Australian and Bangladeshi scientists are making progress towards introducing salt-tolerant wheat to help farmers in one of the world’s most climate-change vulnerable regions.
The work is part of an ACIAR project designed to increase the productivity of farms in Bangladesh’s coastal zone, which is prone to sea-water incursion and related soil salinity.
ACIAR Research Program Manager for Crops, Dr Eric Huttner explains that, if successful, salt-tolerant crops could help smallholder farmers in the region—among the poorest in the world—improve their food security and household incomes.
‘In the southern region of Bangladesh, soil salinity increases during the year as the season progresses. The salt is then washed off by the monsoon,’ says Dr Huttner.
‘Salt-tolerant crops reduce the risk to farmers and extend the area which can be cropped in the dry season, without threatening the long-term sustainability of the cropping system, thanks to the monsoon wash off.’
Farmers in the region rely on growing rice in the wet season. But in the dry season, some fields lay fallow and unproductive because of the risk of growing crops in saline conditions.
Led by the University of Western Australia, the project covers both wheat and pulses as potential new crops for the region.
Based in Bangladesh, Dr M.G. Neogi is the Deputy Project Leader at the University of Western Australia.
‘To increase food security in Bangladesh, the coastal zone must become more productive,’ he says.
‘Rice alone cannot meet our needs. Wheat is a very good option because it is generally more salt-tolerant.
‘By identifying salt-tolerant strains of wheat, the unused land of this region can be cultivated which will greatly increase overall production of wheat in this region as well as for the nation.’
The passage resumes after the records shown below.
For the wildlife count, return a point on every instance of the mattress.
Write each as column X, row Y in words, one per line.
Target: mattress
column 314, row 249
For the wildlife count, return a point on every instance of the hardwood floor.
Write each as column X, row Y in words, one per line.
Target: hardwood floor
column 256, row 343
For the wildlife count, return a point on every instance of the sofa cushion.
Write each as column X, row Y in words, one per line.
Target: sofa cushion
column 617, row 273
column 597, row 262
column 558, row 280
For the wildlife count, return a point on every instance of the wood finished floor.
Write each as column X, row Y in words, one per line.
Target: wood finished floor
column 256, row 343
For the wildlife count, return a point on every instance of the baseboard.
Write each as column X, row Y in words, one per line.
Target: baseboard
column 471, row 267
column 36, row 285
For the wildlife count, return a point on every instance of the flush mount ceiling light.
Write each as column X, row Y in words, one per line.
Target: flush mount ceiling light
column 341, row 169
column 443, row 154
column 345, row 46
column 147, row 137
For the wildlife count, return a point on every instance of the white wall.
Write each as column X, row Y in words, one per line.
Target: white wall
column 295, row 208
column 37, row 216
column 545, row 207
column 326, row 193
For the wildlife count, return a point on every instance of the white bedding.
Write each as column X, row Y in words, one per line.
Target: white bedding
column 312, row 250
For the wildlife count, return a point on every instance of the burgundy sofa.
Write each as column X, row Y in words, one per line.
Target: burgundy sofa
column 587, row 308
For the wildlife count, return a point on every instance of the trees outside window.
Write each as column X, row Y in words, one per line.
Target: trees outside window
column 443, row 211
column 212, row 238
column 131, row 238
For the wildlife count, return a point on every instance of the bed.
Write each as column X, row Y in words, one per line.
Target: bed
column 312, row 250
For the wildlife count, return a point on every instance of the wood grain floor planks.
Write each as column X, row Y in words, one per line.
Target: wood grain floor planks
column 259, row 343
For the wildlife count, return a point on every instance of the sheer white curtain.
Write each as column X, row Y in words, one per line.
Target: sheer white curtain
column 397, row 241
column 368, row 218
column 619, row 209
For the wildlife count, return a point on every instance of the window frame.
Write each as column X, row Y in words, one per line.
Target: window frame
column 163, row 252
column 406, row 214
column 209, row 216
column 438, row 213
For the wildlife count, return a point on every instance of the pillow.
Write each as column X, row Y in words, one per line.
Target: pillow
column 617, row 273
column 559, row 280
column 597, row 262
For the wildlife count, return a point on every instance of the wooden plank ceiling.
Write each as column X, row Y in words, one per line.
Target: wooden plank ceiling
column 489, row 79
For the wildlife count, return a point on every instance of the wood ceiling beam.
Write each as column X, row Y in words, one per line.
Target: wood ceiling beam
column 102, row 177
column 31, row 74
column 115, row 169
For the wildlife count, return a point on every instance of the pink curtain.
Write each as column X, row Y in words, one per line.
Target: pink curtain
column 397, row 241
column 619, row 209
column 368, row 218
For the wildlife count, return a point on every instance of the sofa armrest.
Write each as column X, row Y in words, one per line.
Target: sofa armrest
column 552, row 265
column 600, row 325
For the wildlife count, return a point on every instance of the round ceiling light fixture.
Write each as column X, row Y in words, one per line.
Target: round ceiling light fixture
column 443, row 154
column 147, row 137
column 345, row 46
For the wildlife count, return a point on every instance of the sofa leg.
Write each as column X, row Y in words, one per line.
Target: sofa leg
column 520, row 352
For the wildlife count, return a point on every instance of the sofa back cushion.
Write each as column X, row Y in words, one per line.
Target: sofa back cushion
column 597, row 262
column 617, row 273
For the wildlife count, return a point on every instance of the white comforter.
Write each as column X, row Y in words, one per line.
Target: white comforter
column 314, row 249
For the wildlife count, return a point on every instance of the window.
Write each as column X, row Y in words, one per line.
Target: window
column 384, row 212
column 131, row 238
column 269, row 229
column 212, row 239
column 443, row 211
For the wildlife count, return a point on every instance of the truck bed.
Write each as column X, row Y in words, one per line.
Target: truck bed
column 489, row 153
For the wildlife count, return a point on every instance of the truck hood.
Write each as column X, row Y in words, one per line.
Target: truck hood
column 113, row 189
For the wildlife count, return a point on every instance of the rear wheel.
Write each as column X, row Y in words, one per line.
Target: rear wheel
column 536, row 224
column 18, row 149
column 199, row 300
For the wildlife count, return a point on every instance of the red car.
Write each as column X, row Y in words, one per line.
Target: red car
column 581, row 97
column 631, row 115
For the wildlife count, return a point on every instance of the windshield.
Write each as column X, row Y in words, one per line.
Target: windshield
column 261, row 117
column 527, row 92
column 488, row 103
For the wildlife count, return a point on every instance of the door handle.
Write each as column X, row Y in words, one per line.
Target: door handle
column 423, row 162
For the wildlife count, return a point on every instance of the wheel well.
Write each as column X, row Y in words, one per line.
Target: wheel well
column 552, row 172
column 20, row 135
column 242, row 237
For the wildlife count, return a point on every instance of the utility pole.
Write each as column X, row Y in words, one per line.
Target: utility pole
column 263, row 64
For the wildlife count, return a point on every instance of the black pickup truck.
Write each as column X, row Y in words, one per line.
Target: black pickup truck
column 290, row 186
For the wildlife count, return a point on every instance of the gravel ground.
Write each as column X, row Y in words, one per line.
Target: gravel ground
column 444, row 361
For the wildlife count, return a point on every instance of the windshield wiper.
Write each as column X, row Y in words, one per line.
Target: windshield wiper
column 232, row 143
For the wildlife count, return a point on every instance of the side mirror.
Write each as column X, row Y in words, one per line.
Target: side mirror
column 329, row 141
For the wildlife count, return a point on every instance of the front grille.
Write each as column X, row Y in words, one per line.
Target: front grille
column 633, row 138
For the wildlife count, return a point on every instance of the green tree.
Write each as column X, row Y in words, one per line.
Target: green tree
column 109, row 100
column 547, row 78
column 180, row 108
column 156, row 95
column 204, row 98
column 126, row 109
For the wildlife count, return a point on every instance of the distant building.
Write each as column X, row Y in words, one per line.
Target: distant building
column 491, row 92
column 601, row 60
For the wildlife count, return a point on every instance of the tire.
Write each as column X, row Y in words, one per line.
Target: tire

Dr Neogi and the team are now using the improved technologies developed by the project to plant demonstration blocks of wheat in the dry season on otherwise fallow land.
Dr Richard James, Principal Research Scientist, CSIRO, is leading the wheat component of the project which has also provided equipment and training to support the Bangladeshi scientists.
‘Bangladesh imports wheat to meet local demand, so there is a real opportunity to introduce wheat production to these areas,’ says Dr James.
‘However, to be successful, the wheat varieties must be more salt-tolerant, which requires a targeted breeding approach to introduce salt tolerance traits into local varieties and comprehensive field testing.’
Through the project, the team in Bangladesh has developed its capacity to screen wheat varieties for salt tolerance and to evaluate the performance of wheat in saline conditions in field trials. Soils are highly variable, so this is a complex task.
Field trials of local Bangladeshi wheat varieties bred to include known salt-tolerant genes have now been established in districts across the southern coastal zone to test how they perform in farmers’ fields.
Dr James says it is far too early to draw any conclusions—because two or three years of data will be needed to demonstrate proof of concept—but the results so far were ‘encouraging’.
‘It’s promising when we have demonstration trials in districts with farmers looking hopeful and wanting to get involved,’ says Dr James.